Before I wrap up the posts about the science experiment listening to stereo and mono versions of the same audio clip, let’s discuss an analogous science experiment with vision.  And I recognize that the most obvious visual analogy would be 3D versus non-3D, but for the sake of argument suppose we conducted an experiment to see if people with normal vision (no known diseases or color deficiencies) could tell the difference between a color and a black and white version of the same video clip.  So, here’s the protocol: a subject is told that they will watch the same video clip three times, and that two of the times will be the same, and one time will be different. And in fact, in randomized fashion, two of the three playings are identical, and one version is color (say the original), and one version is black and white which is created by converting the original color video.  The subject is not told what the difference between playings is, the subject watches the three playings of the video clip, is asked to identify the video clip that is different, and is asked to identify which playing he/she preferred.

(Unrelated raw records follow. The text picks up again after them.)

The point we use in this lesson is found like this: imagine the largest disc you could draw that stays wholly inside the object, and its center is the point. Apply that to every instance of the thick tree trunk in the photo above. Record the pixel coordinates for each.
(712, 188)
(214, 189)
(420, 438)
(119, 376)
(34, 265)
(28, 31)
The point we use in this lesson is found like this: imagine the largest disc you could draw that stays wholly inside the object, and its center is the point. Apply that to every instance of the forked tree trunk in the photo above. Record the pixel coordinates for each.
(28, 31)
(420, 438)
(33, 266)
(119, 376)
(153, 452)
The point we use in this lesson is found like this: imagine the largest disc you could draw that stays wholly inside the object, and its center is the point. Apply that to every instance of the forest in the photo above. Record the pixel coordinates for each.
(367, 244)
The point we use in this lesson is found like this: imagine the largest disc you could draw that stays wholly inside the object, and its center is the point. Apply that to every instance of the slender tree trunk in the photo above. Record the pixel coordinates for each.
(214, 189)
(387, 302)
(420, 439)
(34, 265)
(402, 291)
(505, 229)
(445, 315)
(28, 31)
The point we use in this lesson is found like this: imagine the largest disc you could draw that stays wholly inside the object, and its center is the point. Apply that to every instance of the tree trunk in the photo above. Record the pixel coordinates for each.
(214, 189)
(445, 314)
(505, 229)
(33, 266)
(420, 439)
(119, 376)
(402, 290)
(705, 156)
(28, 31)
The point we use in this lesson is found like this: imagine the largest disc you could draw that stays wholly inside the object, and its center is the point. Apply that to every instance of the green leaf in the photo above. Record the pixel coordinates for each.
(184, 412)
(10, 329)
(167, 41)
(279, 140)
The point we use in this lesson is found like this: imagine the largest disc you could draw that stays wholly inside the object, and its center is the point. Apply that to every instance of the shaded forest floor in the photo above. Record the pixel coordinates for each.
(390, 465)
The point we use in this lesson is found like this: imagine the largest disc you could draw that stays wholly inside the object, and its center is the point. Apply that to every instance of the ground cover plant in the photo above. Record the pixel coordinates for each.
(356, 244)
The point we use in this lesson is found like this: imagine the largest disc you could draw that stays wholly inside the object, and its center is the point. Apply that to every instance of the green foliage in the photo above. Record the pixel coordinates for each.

Now, what would you expect?  I would expect that the difference between the color clip and the black and white clip would be so obvious that the subject would definitely identify correctly the video clip that is different.  And, while I suppose there can be artistic reasons sometimes to prefer black and white (Woodie Allen, for example, sometimes shoots portions of his movies in black and white), for most video clips that are originally filmed in color, I would expect the subject would prefer the color version.  As I revealed in the previous post, listeners were only correctly aware of a difference in stereo versus mono playback about 50% of the time.  Yet we would expect viewers to be correctly aware of a difference in color versus black and white about 100% of the time.  To me this means that for most listeners, the “stereophonic” aspect of music playback is relatively unimportant especially compared with the importance of color to vision.

Now a different version of the audio experiment would be to tell the subject the purpose of the experiment and to train them to hear the differences.  Similarly here, a different version of this visual experiment would be to tell the subject, “we are investigating whether you can tell the difference between color and black and white.”  However, I don’t think that would change the results for the color/b&w experiment.  It might change the results of the audio experiment though.